= Santa Claus' daughter =

Fictional character

Santa Claus' daughter is a character of Christmas folklore who appeared in North America in the late 19th century.

==History==
One of the first works to present this figure was a short musical play of 1892 called Santa Claus' Daughter (by Everett Elliott and F. W. Hardcastle). In this piece, the young Kitty Claus, who has known no one but her papa, asks him to find her a man.

==Books==

In his book NOEL (2000), Ed McCray told the life story of the Clauses' daughter, Noel.

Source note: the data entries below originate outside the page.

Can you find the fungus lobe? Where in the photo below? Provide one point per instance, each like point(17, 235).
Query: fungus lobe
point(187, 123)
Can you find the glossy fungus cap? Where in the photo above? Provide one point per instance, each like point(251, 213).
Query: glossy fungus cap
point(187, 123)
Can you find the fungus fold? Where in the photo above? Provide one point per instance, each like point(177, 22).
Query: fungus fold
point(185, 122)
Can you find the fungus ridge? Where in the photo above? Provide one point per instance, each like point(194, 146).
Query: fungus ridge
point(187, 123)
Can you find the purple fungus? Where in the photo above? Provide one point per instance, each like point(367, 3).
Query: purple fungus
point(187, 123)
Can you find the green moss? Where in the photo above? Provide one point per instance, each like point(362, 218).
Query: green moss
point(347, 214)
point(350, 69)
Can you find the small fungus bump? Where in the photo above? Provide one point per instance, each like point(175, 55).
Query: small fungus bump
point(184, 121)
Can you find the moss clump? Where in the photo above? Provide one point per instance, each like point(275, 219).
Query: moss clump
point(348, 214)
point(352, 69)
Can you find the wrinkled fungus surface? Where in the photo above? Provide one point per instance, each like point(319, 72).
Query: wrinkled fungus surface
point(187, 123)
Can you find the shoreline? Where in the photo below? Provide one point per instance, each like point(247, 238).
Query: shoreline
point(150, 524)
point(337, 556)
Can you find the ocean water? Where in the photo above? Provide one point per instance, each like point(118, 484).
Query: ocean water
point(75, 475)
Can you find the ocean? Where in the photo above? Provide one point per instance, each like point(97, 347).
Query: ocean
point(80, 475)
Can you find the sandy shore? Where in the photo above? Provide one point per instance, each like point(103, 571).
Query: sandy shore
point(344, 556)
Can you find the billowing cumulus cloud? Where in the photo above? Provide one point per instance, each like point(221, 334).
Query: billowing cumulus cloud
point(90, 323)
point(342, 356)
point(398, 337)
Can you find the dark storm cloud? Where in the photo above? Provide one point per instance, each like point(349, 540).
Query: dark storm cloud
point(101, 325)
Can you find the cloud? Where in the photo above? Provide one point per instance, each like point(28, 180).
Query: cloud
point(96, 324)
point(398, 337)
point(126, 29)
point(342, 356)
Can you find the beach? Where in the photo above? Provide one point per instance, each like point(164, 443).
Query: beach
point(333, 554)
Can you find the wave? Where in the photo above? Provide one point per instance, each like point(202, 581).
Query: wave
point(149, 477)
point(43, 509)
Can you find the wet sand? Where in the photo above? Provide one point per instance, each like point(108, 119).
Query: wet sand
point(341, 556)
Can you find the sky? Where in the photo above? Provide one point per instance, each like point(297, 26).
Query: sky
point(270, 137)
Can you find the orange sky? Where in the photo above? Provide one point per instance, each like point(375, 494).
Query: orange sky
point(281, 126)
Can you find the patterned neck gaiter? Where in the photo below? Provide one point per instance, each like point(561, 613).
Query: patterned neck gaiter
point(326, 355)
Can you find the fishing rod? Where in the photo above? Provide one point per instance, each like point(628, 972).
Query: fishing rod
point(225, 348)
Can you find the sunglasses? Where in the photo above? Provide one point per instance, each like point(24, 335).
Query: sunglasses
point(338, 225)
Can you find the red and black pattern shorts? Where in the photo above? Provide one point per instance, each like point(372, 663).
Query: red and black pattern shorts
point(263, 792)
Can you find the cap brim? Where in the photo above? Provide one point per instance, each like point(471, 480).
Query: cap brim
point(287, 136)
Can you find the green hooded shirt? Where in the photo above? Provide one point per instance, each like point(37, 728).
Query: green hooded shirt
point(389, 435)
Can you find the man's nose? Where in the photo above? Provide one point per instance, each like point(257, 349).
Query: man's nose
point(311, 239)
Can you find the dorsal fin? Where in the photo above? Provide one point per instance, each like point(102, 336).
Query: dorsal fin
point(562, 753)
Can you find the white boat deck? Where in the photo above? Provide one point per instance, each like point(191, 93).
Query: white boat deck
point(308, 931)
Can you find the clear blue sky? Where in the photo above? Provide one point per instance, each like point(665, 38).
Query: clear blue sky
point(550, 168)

Bestselling novelist James Patterson, wrote a book in 2004 for young audiences about Santa's daughter Chrissie. Chrissie spends her days playing with reindeer and elves. Until one day when the Big Boss of the Exmas Express company, Warrie Ransom, arrives and declares that "EVERYTHING IS FOR SALE"—including Christmas! With the North Pole run by Exmas Express, work is 24 hours a day, 7 days a week. Spirits sink so low that poor Santa can't even get himself out of bed. But come Christmas Eve, someone has to make sure that children everywhere wake up to their gifts under the tree. It's Chrissie's memory of her father's own magical words that gives her the courage to save the day.

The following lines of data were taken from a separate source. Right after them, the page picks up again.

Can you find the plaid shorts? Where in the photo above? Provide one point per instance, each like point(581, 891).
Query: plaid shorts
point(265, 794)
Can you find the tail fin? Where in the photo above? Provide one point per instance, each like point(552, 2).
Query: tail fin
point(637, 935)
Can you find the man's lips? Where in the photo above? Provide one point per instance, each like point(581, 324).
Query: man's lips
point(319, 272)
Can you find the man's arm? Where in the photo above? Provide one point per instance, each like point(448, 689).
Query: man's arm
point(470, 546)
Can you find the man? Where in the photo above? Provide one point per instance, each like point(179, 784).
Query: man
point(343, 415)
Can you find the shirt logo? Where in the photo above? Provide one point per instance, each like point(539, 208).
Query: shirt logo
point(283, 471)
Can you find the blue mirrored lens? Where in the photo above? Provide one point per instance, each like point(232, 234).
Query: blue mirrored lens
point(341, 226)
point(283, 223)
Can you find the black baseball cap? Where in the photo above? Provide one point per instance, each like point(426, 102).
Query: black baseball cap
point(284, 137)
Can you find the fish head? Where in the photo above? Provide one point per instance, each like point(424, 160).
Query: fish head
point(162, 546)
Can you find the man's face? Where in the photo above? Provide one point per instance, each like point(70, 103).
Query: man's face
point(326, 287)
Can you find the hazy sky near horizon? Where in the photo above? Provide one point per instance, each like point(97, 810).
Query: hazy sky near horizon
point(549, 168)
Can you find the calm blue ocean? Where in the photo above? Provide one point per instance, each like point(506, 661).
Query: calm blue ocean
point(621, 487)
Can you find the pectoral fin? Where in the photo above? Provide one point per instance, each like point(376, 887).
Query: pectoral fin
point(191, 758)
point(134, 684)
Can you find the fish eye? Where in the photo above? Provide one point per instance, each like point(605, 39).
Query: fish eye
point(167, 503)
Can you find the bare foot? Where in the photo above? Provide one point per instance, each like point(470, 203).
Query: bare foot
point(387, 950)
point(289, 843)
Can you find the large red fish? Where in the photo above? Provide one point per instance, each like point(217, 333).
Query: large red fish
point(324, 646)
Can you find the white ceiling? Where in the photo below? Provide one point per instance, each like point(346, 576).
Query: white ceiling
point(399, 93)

In The Legend of Holly Claus (2006, by Brittney Ryan), Santa and Mrs. Claus enjoy a miraculous birth, but because of a terrible curse, the heart of their daughter is frozen.

==Television==
In recent years, Santa Claus' daughter has notably featured in a number of television films where she is often trying to help or to escape her father.
- In Once Upon a Christmas (2001), Kristin Claus (Kathy Ireland) opposes her sister Rudolfa who is trying to ruin the spirit of Christmas.
- In Santa Baby (2006), Mary Claus (Jenny McCarthy) is a businesswoman who tries to use her successful management techniques in the North Pole.
- In Annie Claus Is Coming To Town (2011), Santa's daughter (Maria Thayer) moves to California to find love and have her own career.
- In Becoming Santa (2015), Holly Claus (Laura Bell Bundy) brings her boyfriend home to meet the parents.
- In the Disney+ film Noelle, Anna Kendrick plays the titular character who has to follow in her famous father's footsteps.
- In the Netflix original movie Santa Girl (2019), Jennifer Stone plays Cassandra "Cassie" Claus who wants to find herself and see the world and is reluctant to take over the family business despite the wishes of her father (played by Barry Bostwick).

==Comics==
- Jingle Belle features a version of Santa's daughter created by Paul Dini, best known for his work on the DC Animated Universe.

==Music==
A number of female singers have used Santa girl or Santa's daughter costumes for clips or shows. Among them are:
- Mariah Carey, for the album Merry Christmas (1994).
- Destiny's Child, in the music video for 8 Days of Christmas (2001)
- Katy Perry in a live show.

==Film==

- The main characters of the 2004 film Mean Girls dress up as Santa's daughter while performing the song "Jingle Bell Rock".
- The character of Madison Finch (Alia Shawkat) in the 2006 film Deck the Halls wears a Santa's daughter costume while dancing to the song "Santa Baby".
- Sophiana, the protagonist of the 2007 film Christmas Is Here Again, is adopted by Santa and Mrs. Claus.

==Other cultures==
For many Slavs, Ded Moroz (the equivalent of Santa Claus) is accompanied by Snegurochka, his daughter or granddaughter.